Hello, I have a 2 columns data frame. One column is Int64, which is fine. The other should be float64 I think, because it has numbers such as: 0.1254, 0.8458 etc. However, I have strange results when plotting and I realyze that typeof() returns “string31” for that float column. I guess there is some data points that are interpreted as string. Now, the problem is that the column contains 2 millions data points. How do I find the offending value(s)? I don’t even know where to start.
Thank you

Check out the types section of the documentation. You probably want something like types = [Int64, Float64] as a keyword argument. Failures will be returned as nothing, I think.

Sorry, maybe I was not clear, what I want is not to change type or get rid of them (or at least not at first), I want to find the “offending” values to look at them.
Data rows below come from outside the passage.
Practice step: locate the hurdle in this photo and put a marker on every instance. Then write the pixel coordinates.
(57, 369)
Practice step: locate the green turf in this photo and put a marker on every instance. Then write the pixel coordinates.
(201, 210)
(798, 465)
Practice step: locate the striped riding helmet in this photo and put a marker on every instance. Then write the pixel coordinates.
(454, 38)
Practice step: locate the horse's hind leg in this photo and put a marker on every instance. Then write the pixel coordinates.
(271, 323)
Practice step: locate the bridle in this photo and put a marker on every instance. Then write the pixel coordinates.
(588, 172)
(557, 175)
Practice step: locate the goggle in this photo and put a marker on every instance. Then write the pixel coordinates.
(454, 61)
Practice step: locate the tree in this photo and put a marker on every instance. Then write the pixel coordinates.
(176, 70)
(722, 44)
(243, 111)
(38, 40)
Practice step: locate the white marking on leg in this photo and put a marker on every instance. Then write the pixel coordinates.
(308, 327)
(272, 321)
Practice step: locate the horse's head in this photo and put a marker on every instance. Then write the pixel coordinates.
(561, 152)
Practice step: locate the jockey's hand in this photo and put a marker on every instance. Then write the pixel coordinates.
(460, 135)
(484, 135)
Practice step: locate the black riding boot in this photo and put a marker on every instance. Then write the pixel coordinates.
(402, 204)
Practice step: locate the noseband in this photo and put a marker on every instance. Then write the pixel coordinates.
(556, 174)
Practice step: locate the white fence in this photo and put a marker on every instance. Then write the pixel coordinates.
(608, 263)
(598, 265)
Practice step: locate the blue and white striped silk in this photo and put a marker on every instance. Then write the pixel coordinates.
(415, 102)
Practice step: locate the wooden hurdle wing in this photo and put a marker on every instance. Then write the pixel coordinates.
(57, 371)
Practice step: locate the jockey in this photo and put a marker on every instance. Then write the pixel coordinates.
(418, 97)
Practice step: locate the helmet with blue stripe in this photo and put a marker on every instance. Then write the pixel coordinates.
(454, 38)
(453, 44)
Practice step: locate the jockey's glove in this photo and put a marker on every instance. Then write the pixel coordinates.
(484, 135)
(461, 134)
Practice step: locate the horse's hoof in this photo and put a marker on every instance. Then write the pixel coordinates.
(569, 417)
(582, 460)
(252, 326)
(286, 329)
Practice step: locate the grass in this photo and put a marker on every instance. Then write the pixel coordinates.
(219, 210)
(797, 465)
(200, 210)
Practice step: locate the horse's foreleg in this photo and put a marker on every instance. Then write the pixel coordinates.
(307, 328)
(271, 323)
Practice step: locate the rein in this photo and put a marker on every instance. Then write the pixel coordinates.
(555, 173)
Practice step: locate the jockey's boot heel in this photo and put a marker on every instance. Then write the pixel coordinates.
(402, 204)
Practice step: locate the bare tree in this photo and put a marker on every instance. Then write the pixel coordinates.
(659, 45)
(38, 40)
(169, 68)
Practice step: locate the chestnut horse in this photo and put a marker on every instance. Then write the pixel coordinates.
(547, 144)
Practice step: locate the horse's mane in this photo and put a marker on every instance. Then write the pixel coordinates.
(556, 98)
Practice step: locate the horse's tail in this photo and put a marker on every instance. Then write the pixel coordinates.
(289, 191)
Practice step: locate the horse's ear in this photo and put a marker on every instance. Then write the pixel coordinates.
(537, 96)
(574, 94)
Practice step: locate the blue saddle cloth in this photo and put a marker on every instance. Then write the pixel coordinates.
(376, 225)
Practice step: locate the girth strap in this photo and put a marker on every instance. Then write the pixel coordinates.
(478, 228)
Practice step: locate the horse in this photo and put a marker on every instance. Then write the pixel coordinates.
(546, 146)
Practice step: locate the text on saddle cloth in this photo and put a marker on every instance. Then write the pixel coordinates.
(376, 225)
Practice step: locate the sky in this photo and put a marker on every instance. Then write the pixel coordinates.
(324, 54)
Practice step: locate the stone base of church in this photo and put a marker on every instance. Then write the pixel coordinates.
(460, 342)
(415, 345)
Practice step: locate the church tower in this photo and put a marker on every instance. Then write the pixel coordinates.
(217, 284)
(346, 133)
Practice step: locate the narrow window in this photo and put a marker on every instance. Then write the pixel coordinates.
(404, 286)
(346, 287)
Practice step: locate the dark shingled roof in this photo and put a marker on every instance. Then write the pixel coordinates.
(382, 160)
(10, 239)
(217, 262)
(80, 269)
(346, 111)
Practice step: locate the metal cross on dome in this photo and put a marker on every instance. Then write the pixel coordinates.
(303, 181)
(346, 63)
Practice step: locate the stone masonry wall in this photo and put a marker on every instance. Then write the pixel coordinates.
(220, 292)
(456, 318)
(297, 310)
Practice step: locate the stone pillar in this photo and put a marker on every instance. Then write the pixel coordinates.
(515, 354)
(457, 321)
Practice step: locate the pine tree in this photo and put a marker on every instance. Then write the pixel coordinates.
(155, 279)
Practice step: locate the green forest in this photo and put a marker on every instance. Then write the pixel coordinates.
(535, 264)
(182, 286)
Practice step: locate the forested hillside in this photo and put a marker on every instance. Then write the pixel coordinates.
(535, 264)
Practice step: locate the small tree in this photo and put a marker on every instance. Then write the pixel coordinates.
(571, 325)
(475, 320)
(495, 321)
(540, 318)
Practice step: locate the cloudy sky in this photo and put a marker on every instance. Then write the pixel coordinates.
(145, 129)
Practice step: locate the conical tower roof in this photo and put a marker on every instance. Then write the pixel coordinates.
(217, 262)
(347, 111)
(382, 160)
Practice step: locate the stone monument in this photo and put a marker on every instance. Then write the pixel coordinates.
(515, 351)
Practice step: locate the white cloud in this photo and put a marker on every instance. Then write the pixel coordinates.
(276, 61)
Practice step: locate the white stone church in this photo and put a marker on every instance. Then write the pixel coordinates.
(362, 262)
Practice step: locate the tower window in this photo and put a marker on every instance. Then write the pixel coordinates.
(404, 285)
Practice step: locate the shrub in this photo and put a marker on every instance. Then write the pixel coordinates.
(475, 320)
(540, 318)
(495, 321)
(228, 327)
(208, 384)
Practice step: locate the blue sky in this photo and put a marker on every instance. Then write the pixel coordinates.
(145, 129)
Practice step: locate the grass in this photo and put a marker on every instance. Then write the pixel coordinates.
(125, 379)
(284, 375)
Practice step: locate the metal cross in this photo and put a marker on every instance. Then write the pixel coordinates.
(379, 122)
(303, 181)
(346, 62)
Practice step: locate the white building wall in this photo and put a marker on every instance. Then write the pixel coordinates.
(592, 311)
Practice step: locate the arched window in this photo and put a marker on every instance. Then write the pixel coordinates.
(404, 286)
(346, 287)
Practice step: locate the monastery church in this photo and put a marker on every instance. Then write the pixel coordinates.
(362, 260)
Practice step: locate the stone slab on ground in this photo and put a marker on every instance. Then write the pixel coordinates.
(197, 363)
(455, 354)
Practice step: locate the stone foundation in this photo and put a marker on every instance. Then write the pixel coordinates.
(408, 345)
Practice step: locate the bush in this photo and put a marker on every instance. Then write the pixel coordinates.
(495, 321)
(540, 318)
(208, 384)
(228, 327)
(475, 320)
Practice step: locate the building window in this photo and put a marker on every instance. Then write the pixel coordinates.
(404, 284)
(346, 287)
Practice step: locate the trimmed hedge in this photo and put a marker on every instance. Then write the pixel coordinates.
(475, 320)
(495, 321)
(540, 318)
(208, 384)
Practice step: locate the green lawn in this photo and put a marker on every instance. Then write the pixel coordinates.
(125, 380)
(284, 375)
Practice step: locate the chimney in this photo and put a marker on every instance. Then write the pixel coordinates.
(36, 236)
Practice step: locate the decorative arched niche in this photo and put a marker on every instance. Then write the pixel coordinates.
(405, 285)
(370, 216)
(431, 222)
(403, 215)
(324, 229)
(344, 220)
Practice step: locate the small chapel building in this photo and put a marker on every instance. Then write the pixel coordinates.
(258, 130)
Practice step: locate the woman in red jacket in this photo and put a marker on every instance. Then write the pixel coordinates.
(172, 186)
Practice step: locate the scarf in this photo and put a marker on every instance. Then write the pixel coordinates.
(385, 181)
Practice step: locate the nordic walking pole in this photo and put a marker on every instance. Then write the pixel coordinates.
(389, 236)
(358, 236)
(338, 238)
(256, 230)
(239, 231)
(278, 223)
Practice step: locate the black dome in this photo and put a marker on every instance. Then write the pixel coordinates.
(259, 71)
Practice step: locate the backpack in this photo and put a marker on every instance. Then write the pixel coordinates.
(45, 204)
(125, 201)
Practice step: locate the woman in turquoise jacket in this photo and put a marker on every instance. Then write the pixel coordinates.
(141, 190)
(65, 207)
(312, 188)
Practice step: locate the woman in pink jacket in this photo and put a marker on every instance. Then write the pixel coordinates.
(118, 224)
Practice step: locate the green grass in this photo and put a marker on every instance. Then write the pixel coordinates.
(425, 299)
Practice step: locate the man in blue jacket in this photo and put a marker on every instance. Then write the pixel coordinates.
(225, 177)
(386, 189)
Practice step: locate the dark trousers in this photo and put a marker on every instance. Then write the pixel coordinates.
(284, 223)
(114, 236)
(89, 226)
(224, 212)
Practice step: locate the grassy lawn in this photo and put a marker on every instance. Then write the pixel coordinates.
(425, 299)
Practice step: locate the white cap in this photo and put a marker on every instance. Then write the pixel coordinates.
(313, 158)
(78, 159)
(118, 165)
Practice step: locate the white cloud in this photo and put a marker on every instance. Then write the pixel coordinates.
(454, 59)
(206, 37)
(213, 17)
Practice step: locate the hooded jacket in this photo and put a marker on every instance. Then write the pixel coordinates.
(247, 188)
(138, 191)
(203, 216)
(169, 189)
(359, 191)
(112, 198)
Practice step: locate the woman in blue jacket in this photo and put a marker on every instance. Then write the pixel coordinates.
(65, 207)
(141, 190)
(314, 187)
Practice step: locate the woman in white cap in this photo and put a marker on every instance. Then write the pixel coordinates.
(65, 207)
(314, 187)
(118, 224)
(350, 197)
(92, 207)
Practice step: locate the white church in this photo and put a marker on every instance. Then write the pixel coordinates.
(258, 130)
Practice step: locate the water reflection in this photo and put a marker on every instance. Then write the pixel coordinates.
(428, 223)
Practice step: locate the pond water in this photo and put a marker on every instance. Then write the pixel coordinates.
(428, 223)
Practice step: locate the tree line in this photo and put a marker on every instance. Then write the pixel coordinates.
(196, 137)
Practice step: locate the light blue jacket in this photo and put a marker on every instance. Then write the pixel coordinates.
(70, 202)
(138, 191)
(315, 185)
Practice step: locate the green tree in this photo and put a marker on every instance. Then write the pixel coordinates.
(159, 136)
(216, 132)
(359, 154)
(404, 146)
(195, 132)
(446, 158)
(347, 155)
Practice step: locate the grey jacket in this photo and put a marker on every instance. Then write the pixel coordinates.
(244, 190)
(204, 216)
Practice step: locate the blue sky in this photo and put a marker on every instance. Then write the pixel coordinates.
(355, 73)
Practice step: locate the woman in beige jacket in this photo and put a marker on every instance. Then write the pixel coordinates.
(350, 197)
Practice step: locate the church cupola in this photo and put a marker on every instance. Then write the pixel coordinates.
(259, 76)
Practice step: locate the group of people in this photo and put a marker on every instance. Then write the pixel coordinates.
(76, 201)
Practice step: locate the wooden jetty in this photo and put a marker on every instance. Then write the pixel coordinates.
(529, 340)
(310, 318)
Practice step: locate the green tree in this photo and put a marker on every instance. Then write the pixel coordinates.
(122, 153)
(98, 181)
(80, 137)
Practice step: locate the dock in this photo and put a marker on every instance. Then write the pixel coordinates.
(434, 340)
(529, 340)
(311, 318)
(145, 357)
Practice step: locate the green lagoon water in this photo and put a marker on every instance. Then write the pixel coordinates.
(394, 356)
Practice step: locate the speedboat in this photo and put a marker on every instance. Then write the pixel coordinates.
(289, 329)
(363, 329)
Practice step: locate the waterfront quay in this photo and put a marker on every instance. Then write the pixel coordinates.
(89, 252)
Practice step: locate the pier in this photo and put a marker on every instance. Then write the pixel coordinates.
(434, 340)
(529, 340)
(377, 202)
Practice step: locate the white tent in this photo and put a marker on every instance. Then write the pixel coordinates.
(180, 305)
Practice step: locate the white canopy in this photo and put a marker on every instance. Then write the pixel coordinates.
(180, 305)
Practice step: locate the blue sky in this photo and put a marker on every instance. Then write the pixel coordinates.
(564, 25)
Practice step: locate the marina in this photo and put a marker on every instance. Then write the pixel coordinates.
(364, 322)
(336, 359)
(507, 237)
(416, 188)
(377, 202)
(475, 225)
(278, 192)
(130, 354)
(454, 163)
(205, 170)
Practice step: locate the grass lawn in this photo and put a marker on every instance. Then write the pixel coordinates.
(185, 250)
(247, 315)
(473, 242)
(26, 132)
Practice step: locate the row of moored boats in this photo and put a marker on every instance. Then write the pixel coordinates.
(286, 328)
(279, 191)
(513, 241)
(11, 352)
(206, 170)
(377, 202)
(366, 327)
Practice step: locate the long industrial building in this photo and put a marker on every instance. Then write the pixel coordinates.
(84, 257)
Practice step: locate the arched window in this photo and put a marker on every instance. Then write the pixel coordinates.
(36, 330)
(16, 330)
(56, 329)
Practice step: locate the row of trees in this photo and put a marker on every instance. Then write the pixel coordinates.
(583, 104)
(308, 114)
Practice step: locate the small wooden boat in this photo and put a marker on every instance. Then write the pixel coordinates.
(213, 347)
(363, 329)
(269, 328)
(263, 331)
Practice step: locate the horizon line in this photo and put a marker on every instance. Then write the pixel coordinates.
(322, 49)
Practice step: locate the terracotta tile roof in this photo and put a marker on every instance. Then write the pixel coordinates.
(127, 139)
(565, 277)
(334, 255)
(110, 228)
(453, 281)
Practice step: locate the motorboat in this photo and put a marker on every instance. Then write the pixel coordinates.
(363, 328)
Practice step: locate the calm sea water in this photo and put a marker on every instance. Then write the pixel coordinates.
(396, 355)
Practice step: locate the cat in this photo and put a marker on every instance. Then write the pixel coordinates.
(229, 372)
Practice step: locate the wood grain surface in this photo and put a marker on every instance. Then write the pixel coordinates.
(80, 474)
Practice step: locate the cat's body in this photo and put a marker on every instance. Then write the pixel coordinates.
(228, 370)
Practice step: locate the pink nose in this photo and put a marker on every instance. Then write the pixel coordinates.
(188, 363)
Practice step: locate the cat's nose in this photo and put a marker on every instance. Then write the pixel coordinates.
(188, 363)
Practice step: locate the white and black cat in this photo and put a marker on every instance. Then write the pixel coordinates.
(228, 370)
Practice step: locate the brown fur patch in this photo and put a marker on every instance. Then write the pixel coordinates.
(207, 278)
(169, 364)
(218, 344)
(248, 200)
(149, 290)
They might be errors, or they might not and be significant. This is what bugs me.

Check out which ones in the resulting data frame parse to nothing and see what row they are in.

You can also parse as a String, then call tryparse on the column to make a new one that simulates what CSV.jl is doing, then filter all the observations that have nothing in the float variable.

1 Like

thanks, here is what I did (while you were answering). I thought that probably it wouldn’t succeed in parsing (okay it was just a bet).

df2.VAF2=parse.(Float64, df2.VAF)
ArgumentError: cannot parse String31(" 0.21659,0.294931") as Float64

I have TWO values separated by “,”. This makes actual sense, and means I have a decision to take upstream in my pipeline! I know what’s causing this.

Thanks :slight_smile: